The result is a memoir that will frighten and fascinate, and ultimately provide a window into the commonality of the sociopath and their own need to feel.
Brain on Fire: My Month of Madness
Adapted into the 2016 film of the same name, Susannah Cahalan’s Brain on Fire is a memoir that reads like abject terror. Cahalan moves to the city and starts her dream job as a writer for a prominent newspaper.
However, one day she finds herself in a hospital in a body fighting back and with a mind seemingly wiped clean of any memory of how she got there. Scary enough as it is, what happens next is heartbreaking and harrowing in every sense. Cahalan is diagnosed as psychotic, suffering from an illness that causes many to scratch their heads and come up with conjecture.
Yet throughout it all Cahalan is essentially alone, unable to even trust her own body and mind. Brain on Fire is one of the most vivid depictions of mental illness and America’s fractured medical industry.

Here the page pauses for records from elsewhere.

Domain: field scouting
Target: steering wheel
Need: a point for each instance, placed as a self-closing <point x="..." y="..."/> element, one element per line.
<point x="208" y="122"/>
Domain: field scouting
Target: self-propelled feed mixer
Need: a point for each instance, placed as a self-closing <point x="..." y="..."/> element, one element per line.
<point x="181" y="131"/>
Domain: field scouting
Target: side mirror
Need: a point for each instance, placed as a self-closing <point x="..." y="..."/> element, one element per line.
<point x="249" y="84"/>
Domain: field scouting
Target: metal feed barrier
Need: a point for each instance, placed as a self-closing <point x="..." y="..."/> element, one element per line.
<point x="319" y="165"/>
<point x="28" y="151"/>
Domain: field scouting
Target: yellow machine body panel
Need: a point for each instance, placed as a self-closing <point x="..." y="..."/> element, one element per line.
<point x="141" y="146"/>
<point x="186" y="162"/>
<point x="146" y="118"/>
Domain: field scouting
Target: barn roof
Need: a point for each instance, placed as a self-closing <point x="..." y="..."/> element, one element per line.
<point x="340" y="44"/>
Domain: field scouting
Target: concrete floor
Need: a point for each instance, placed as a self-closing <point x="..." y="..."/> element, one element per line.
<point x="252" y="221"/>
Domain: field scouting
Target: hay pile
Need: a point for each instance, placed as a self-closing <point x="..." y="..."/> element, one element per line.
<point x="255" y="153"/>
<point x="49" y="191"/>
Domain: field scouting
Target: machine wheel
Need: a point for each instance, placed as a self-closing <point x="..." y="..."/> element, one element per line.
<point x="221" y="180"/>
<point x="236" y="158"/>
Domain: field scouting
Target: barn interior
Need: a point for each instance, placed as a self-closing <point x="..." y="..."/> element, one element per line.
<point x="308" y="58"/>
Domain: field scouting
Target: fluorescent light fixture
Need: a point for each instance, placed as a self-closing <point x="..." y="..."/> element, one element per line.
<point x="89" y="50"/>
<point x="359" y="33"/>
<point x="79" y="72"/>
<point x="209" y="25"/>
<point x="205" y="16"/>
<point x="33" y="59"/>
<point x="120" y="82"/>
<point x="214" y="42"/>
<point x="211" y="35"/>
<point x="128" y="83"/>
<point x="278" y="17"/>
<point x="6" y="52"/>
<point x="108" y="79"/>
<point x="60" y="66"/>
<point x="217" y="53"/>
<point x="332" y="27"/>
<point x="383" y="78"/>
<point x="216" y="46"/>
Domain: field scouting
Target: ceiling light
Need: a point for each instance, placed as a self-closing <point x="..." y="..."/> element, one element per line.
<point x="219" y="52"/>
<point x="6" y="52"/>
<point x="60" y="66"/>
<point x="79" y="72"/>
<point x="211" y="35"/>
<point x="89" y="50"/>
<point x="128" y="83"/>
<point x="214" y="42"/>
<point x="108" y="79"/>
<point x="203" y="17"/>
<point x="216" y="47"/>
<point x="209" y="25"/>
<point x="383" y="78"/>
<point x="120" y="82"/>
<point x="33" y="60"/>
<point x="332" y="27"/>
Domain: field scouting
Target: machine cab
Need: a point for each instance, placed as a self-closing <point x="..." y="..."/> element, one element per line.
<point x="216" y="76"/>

First They Killed My Father: A Daughter of Cambodia Remembers
Loung Ung’s memoir, First They Killed My Father, is a candid and courageous memoir depicting the war crimes and carnage of the Cambodian genocide from the perspective of one of its survivors.

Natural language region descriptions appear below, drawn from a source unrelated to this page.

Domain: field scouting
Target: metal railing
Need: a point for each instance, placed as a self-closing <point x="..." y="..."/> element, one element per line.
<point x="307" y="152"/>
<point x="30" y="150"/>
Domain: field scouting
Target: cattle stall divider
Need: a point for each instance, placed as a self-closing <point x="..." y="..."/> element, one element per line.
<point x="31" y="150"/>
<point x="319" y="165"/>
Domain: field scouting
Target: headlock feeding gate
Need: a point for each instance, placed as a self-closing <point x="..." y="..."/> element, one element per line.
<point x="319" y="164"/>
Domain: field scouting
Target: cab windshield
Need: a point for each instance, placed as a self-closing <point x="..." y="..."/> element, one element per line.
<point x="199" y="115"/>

Ung was born into a family living in the country’s capital, Phnom Penh. The daughter of a government official, she experienced a privileged life until the Khmer Rouge army burst into the city, the beginnings of a horrific war. Fleeing like the rest of the city’s population, Ung was forced into the role of a soldier.
Her entire world torn apart and upturned, Ung’s memoir describes a brutal and shocking story of how political strife causes horrific effects on its people.
Chase Darkness with Me: How One True-Crime Writer Started Solving Murders
Chase Darkness with Me is a story of friendship and true crime by author Billy Jensen.
A journalist who devoted his work to the investigation of various crimes, Jensen was always aware of all that goes unsolved. When his friend, Michelle McNamara, author of I’ll Be Gone in the Dark, passed away, everything changed for Jensen. He shifted his efforts towards solving crimes, ones that the police had abandoned.
The book is Jensen’s personal descent into the unknown, seeking the truth through all the dark corners left unexamined. Equally fascinating and frightening, Jensen’s memoir is an excellent example of where memoir and horror merge.
I'll Be Gone in the Dark
This list wouldn’t feel complete without mentioning Michelle McNamara’s masterful memoir and true crime masterpiece, I’ll Be Gone in the Dark.
The book’s subject is the Golden State Killer, a serial killer that terrorized the state of California, and had eluded capture. McNamara became obsessed with the case, taking it upon herself to investigate the killer. She didn’t stop at the police reports; rather, McNamara fully ensconced herself into the path of the killer and all the carnage he left behind.
In and of itself, the book’s among the best at profiling and revealing a killer, yet takes on a different trajectory after McNamara’s death. The result is a book that feels at once buoyed by justice, the sort the best true crime can offer, yet burdened by the personal, including obsession and grief.